Train R^2: 0.9340769916055198
Test R^2: 0.931257287398192


Another use of group selection is using b-splines.

In [27]:
X_r = X[bs_vars]

In [28]:
bspline_transforms = get_bspline_transforms_for_dataset(X_r, df=3, degree=2)
X_r = apply_transforms(X_r, bspline_transforms)
train = apply_transforms(train, bspline_transforms)
test = apply_transforms(test, bspline_transforms)
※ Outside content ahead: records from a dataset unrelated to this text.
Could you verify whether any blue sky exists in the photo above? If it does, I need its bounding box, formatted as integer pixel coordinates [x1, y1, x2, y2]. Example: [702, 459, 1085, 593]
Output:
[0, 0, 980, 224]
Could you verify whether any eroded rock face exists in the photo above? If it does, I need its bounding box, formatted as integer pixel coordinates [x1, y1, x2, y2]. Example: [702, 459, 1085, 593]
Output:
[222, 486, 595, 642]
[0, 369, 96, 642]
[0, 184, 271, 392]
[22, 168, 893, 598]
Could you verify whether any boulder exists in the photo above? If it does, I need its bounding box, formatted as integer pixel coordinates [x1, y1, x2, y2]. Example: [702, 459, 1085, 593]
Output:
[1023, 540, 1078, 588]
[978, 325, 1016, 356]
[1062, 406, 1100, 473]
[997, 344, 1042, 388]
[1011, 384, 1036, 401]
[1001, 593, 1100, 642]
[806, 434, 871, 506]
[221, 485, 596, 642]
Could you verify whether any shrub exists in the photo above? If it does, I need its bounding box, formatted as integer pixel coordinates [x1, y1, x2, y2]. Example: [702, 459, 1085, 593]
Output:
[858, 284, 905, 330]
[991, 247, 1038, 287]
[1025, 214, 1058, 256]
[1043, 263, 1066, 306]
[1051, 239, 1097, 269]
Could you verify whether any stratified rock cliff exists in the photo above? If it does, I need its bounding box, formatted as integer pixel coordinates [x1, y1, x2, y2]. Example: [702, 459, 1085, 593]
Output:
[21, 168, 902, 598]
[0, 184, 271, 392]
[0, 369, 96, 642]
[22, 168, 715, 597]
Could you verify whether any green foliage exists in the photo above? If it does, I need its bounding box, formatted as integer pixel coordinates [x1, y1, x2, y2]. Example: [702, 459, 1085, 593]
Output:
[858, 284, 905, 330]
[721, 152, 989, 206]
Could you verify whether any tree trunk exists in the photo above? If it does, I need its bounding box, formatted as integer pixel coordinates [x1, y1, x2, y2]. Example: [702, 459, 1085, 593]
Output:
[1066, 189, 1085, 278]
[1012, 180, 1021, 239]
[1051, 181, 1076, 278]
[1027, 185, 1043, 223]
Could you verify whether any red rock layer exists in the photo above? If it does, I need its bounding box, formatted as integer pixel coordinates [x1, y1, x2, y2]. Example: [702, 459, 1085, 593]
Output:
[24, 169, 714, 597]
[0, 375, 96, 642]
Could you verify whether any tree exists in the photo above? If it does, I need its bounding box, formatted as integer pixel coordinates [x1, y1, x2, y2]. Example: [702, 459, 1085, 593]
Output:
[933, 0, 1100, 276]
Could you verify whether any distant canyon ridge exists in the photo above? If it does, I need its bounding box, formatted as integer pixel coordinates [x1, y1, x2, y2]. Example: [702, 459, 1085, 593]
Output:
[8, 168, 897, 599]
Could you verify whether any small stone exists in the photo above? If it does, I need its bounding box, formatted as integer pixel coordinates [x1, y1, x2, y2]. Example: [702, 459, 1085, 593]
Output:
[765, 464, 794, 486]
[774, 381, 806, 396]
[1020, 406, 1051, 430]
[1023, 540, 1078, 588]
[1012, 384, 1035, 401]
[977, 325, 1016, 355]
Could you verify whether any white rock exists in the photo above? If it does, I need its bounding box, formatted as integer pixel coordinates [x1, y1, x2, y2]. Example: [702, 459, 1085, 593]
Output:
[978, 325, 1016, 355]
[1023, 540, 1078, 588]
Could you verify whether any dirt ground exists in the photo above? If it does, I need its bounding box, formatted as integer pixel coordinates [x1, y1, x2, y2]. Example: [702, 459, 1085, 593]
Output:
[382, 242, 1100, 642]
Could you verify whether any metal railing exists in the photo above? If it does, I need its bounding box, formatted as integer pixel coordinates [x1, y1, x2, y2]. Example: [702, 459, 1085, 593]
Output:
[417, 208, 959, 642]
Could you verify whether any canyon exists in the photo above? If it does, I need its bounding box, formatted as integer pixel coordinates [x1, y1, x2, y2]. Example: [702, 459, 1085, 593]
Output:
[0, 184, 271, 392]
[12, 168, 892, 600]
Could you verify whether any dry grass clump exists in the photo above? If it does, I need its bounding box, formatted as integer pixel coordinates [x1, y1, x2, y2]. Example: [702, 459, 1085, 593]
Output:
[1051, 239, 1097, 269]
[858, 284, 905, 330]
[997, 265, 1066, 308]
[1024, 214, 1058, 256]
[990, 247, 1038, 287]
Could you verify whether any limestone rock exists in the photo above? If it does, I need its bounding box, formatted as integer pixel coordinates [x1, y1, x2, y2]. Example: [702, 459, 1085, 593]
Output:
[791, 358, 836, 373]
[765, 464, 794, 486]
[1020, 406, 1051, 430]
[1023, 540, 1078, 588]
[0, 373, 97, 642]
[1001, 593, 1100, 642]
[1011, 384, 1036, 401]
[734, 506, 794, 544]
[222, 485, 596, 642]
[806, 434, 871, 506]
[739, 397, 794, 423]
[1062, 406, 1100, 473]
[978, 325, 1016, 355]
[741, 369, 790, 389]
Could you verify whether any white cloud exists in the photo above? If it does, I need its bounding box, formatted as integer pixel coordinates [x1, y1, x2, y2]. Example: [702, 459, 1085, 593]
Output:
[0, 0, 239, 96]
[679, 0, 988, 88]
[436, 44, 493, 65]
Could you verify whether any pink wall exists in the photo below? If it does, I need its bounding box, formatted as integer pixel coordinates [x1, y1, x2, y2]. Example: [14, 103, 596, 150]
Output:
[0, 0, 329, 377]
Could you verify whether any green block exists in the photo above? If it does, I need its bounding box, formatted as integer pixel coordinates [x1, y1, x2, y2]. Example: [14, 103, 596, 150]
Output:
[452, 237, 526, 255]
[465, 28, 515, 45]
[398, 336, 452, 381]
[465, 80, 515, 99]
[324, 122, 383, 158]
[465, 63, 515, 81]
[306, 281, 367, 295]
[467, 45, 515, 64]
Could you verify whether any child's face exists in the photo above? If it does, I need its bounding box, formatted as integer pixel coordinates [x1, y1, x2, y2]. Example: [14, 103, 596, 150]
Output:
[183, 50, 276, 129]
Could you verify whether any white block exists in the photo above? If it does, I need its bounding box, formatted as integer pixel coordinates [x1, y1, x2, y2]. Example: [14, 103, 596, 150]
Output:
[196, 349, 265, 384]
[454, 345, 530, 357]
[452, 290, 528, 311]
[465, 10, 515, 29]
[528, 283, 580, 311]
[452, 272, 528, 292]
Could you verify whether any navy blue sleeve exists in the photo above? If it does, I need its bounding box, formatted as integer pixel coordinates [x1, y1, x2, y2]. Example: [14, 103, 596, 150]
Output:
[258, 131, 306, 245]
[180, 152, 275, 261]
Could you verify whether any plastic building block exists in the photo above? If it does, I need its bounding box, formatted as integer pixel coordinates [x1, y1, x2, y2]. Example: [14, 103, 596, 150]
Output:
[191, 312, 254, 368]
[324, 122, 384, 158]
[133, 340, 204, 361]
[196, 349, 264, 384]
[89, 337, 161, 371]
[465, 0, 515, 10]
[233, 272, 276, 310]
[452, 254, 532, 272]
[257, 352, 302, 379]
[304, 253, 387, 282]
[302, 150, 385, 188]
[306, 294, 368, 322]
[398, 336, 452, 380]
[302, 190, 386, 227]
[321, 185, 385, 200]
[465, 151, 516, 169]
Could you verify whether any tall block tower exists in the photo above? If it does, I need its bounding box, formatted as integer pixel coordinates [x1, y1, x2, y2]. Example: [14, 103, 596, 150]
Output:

group_matrix = get_group_matrix(X_r, get_group_dict(bspline_transforms))

In [29]:
t = backward_selection(X_r, y, group_matrix=group_matrix)
bs_vars_w_spline = t[0]

In [30]:
model = sm.OLS(train['invest_ihs'], train[bs_vars_w_spline]).fit()
print('Train R^2: {}'.format(r2_score(train['invest_ihs'],model.predict(train[bs_vars_w_spline]))))
print('Test R^2: {}'.format(r2_score(test['invest_ihs'],model.predict(test[bs_vars_w_spline]))))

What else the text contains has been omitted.